There is significant research happening in universities, but in India, it's most prevalent in the top-ranked institutes/universities, which are mostly government institutes. Can you get involved in initial years? Yes and no. It's difficult to answer without knowing if your uni is decent w.r.t to the world or just the country. I study at IIT Delhi (Indian Institute of Technology, Delhi) and I'll tell you my experience:
Yes, you can ask professors to get involved in research in your initial undergrad years. You'll most probably not have the required background, but there are professors willing to help you learn and develop and/or explore interest(s). You'll not contribute significantly but it'll help you start learning. To reach to the level of actually publishing something, it'll happen later in undergrad. A freshman is just getting started will college and sophomore with their major. It is after that that you'll start taking advanced courses - but who's stopping anyone from learning!

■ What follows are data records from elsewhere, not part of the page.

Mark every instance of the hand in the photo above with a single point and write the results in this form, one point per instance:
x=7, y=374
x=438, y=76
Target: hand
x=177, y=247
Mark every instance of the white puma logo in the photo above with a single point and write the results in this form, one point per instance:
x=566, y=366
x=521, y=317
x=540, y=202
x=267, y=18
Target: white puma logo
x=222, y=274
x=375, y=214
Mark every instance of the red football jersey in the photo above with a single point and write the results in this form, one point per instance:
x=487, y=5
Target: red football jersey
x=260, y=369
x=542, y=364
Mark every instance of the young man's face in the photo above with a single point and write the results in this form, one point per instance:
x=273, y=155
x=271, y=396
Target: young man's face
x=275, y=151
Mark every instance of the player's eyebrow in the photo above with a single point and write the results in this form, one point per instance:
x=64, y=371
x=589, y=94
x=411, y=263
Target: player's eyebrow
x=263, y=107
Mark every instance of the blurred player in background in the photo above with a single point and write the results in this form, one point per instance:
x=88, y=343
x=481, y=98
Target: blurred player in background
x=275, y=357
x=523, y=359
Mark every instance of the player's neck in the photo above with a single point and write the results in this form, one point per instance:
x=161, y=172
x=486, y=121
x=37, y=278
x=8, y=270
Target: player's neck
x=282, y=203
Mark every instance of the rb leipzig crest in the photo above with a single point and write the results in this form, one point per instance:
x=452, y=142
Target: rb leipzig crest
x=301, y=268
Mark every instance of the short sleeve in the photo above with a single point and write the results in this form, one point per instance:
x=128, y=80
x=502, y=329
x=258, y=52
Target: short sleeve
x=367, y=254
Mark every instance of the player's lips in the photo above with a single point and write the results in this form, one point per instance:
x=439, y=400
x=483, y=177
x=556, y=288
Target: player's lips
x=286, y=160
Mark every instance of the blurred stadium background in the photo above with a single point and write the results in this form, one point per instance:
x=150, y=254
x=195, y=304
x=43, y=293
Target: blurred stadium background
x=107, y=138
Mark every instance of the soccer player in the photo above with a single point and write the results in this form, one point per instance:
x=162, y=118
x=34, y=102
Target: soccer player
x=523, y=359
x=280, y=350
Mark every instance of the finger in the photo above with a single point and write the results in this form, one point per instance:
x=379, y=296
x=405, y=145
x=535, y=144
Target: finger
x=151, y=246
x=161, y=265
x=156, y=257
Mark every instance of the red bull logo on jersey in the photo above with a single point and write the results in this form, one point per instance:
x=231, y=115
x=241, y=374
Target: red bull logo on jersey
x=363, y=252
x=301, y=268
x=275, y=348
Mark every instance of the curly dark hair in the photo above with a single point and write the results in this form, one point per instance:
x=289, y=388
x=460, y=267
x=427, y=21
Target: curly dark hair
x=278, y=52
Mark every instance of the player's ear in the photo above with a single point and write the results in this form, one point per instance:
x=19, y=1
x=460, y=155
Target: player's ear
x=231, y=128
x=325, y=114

For summer and winters, many students apply for research opportunities in other institutes and universities for research interns in summer. A lot of people from the top IITs and/or IISc also go to research interns abroad. At IITD, we also have institute programmes to do projects in summer. A lot of information about such programmes is shared over mailing lists or informed by your seniors in college. Most of the research opportunities are obtained by emailing. Even for research programmes, a better path is emailing someone from the research team first - unless the guidelines state otherwise.
If you're not in IIT/IISc/IISER, you can mail professors from these institutes to get involved with them. However again, that requires you to show more dedication since there are already students from that institute itself showing interest. Very few to none have dedicated research programmes for external students.
Most professors will deny, some will be open to short projects while some might ask you to dedicate longer times. Usually the shorter projects do not provide a new learning curve, so research projects are usually the latter ones. Landing an opportunity depends on how you approach professors and show interest. They do not need you, you need them; show interest, be willing to learn.
In conclusion,
Can you have research experience in your undergrad in India? Yes.
In initial years? Depends on you and under whom you apply.
Are researches necessarily done by college professors or there are other groups of researchers who provide opportunities out of school? Not all researchers are professors but most of such opportunities are available to grad students so your best bet is first reaching out to professors in or outside your university since they're more open to working with students.